I think you are just trying to avoid allocating resources that are
likely to collide with a system device we don't know about.  But I don't
think any of this code expresses that intent very clearly.

Avoiding this kind of collision only requires that you identify the
range you want to avoid; it has nothing to do with whether a bridge
window is &iomem_resource or &ioport_resource or whether it is
subtractively decoded.  Obviously, you have something more in mind,
since 9713ab28 already avoids ports < 0x100.  

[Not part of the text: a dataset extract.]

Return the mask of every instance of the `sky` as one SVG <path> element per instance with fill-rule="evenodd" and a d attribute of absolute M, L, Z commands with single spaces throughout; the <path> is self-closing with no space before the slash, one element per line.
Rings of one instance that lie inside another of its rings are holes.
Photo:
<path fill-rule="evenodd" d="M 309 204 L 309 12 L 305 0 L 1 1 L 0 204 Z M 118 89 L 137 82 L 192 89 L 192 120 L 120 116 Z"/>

Here's a topology where I think you would want to pay attention to the
subtractively decoded window forwarded to bus 01:

  host bridge window [io  0x4000-0x4fff] to bus 00
    00:00.0 PCI bridge to bus 01 (subtractive decode mode)
      01:00.0 CardBus bridge to bus 02

As an aside, even if the BIOS provided perfect ACPI resource
information, Linux would happily ignore almost all of it, since the
Linux/ACPI core doesn't even look at those resource descriptions, and
while PNPACPI does evaluate _CRS methods, it never puts any of the
information in the resource trees.  It's only when a driver claims a
device and reserves its resources that those resources become visible to
the rest of the system.  So it's all well and good to acknowledge that
BIOSes often have bugs, but we're on pretty shaky ground in Linux, too.